The McDonnell Douglas MD-12 was a large wide-body airliner concept planned by the McDonnell Douglas company in the 1990s. It was first conceived as a trijet larger than the MD-11, then stretched to a quadjet airliner. It was to be similar in size to the Boeing 747, but with greater passenger capacity through two full-length passenger decks.
Splitting the cockpit above the passenger level on the MD-11 design allows for a cargo door for future freighter versions and allowing panoramic views for a first class cabin, much like the Boeing 747. The length of the main MD-12 was 208 ft (63.4 m) with a wingspan of 213 ft (64.9 m).
The plane would have been able to carry 430 passengers in a typical 3-class layout, or if all one class High-capacity layout it could carry 511 passengers. McDonnell Douglas claimed that a 3,000 nautical mile flight the MD-12 would burn 1% less fuel per seat than a 747-400, or 12% less fuel per seat if in a high-capacity configuration.

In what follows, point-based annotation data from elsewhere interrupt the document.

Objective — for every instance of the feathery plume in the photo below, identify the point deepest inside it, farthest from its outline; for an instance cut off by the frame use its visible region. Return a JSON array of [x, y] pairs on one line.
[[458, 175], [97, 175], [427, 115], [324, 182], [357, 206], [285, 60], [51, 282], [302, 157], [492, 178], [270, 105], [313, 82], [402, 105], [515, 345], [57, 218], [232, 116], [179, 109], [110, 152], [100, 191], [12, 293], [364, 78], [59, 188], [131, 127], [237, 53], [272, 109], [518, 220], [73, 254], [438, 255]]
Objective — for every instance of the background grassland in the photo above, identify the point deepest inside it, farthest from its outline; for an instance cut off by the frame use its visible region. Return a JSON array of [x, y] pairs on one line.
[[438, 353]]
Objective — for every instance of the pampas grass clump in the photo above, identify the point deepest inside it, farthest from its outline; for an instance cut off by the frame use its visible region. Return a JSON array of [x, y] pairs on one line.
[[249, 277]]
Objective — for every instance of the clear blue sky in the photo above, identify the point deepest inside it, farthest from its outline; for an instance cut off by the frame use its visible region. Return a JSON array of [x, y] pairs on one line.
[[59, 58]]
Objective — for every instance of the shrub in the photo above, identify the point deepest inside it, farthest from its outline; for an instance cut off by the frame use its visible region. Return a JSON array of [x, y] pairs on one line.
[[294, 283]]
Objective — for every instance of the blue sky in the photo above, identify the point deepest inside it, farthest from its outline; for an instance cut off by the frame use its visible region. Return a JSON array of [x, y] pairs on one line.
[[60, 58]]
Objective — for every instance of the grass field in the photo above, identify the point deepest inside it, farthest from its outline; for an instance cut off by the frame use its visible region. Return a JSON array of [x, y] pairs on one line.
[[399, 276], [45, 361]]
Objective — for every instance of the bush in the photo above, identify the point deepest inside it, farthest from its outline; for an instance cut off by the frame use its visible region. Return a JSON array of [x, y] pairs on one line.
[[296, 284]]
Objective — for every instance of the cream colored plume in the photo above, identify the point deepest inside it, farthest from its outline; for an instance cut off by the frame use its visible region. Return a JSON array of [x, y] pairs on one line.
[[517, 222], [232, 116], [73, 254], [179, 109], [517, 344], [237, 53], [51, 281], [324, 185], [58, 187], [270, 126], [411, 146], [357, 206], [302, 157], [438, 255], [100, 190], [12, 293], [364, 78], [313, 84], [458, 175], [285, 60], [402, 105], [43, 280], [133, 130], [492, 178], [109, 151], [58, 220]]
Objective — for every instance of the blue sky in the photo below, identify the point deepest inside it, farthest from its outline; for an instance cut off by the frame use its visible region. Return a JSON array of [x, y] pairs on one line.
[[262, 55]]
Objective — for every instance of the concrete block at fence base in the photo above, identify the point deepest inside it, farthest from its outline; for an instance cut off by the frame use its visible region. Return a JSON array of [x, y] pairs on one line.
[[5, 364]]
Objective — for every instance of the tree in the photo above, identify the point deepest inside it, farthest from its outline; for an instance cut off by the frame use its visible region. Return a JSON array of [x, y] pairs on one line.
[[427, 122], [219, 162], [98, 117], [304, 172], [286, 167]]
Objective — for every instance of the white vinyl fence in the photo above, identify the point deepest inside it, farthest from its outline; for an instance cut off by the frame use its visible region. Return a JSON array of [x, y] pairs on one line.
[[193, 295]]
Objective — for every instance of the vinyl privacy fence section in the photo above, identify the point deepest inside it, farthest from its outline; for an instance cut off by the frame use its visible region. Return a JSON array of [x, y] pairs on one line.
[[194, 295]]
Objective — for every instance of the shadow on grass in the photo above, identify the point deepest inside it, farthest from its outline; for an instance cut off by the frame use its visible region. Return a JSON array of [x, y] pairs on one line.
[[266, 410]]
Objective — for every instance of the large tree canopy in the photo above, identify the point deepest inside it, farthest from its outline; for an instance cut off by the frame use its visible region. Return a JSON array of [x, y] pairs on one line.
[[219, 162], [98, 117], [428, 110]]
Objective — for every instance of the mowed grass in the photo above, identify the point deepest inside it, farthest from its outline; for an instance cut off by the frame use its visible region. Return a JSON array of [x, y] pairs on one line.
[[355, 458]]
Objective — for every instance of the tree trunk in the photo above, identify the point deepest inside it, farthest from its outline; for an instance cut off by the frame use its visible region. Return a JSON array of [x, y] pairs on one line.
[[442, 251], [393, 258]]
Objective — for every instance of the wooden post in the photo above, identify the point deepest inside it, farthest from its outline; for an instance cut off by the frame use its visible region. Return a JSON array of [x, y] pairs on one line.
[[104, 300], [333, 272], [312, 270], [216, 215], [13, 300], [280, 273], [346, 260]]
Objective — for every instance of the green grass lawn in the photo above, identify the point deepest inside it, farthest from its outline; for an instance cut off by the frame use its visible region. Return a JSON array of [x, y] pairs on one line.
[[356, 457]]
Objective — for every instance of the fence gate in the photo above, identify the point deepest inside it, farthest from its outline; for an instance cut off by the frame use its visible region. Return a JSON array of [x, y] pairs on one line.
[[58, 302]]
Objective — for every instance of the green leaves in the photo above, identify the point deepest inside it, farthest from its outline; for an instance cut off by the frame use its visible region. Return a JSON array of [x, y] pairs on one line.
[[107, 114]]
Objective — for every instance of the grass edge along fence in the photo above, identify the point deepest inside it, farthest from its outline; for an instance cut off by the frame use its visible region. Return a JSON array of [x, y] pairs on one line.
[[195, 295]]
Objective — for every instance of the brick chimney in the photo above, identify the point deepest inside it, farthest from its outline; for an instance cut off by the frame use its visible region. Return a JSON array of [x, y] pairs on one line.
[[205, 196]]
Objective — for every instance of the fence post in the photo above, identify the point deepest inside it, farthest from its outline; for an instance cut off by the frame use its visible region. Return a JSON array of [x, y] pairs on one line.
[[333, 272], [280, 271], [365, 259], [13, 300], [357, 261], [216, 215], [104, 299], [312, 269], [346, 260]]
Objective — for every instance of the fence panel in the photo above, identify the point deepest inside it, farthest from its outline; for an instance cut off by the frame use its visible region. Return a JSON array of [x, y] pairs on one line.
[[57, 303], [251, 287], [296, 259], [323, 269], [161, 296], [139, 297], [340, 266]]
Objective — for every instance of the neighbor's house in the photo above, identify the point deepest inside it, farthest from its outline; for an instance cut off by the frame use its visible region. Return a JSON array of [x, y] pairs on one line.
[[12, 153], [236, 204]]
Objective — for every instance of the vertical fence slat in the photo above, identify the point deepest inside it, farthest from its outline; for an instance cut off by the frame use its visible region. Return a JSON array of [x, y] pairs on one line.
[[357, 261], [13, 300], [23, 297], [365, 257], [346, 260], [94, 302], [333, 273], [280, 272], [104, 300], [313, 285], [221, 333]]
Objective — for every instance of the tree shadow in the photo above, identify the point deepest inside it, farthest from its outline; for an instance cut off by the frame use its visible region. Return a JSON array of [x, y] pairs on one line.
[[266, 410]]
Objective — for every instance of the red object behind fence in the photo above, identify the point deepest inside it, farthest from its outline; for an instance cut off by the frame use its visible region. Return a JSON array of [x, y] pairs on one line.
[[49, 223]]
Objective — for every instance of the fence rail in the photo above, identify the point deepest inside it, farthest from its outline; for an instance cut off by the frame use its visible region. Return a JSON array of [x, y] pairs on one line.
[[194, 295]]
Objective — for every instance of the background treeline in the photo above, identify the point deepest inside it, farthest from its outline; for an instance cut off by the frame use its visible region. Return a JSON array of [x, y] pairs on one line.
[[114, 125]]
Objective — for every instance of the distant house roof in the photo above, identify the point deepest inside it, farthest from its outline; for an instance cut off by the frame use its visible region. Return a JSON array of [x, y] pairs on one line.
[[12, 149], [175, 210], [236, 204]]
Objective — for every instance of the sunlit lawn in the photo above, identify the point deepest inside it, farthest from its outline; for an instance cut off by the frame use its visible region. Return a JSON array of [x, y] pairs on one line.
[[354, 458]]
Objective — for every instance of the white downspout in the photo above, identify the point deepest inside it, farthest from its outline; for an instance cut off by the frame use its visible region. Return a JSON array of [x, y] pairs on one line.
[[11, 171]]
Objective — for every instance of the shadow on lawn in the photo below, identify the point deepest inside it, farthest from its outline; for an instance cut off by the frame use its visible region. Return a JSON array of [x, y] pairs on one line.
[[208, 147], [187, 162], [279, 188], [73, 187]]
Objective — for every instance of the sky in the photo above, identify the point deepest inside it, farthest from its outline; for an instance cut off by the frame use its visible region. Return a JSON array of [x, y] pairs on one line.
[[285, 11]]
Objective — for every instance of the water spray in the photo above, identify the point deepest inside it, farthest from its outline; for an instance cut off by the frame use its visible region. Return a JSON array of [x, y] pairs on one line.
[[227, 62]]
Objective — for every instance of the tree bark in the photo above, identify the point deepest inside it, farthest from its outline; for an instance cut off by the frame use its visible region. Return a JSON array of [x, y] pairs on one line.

It would have a range of 8020 nautical miles, although the high capacity layout version was only rated for 7,170 nmi (9,200 mi, 14,825 km), which shows that even with four engines the design didn’t have a lot of power and still made comprises. McDonnell Douglas envisioned that this aircraft would be used for trans-Atlantic travel between London and North America, as well as ply a trade in South East Asia with its high populations. Seeing the failure of McDonnell Douglas with the MD-12 only a year earlier, Boeing decided to scrap the NLA and instead work on a redesign of the 747 that would become the Boeing 747-8.